It’s not a stream of water, its a stream of data. Rather, if you think of your Twitter feed as a (more or less) gently flowing brooklet of data, the massive totality of Twitter data at any given moment is akin to the water brutally gushing out of a firehose. This firehose streams data – historical and/or real time tweets – to partners who have a commercial or intellectual use for it.
Who would have such a use? Academics, for one. A number of recent papers presented at the Web Science Conference have examined the efficiency and accuracy of tweets in spreading information. The University of Southampton has created a searchable ‘Tweepository’ of archived data.
It’s not just Twitter which has a firehose, it’s almost any social networking site (including those that might not spring to mind as social networks, such as Tumblr and WordPress). Which brings us to our second group of consumers – commercial organisations. Yandex, a Russian search engine, hopes to improve the efficacy and accuracy of its search results by adding Facebook posts to their results.

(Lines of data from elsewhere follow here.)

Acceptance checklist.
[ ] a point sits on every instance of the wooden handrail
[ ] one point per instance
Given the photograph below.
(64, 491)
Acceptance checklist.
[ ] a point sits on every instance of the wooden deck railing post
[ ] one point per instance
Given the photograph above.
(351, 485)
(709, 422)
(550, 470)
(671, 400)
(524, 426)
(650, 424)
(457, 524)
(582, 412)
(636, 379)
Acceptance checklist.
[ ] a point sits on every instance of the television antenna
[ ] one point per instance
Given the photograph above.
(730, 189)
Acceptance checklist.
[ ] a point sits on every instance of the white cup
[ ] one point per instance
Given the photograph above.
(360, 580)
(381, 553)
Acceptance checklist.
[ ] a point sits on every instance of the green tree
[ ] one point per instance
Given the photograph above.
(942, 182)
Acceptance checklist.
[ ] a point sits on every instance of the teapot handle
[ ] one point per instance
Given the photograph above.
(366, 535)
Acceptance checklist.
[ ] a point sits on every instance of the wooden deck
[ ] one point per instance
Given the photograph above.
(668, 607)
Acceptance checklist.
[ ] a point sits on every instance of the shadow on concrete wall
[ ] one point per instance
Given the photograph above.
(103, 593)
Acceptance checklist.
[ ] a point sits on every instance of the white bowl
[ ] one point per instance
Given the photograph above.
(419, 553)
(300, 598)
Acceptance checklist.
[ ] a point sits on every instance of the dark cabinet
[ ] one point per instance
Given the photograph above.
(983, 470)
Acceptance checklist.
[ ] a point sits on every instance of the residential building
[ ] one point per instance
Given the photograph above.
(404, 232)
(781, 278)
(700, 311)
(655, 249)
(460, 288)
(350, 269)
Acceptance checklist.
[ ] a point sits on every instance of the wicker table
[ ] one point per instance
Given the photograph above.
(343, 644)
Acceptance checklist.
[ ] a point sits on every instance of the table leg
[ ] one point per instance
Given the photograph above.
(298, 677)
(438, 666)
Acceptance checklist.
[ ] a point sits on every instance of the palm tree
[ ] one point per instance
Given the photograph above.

Klout examines individuals’ social networking and ranks them on various dimensions, assessing who has the greatest networking ‘clout’. It’s essentially a market research company, and these individuals will often find themselves recipients of freebies from marketing departments.
So, if you’re feeling like you have an excellent idea for an app, can you just wander along and ask Twitter for access to their firehose? Unless you’re Sergei or Bill, not usually. However, you can purchase certain data sets from another group of users, firehose resellers. These provide added value services, such as parsing data from several firehoses together and adding enrichment metadata such as language and geolocation.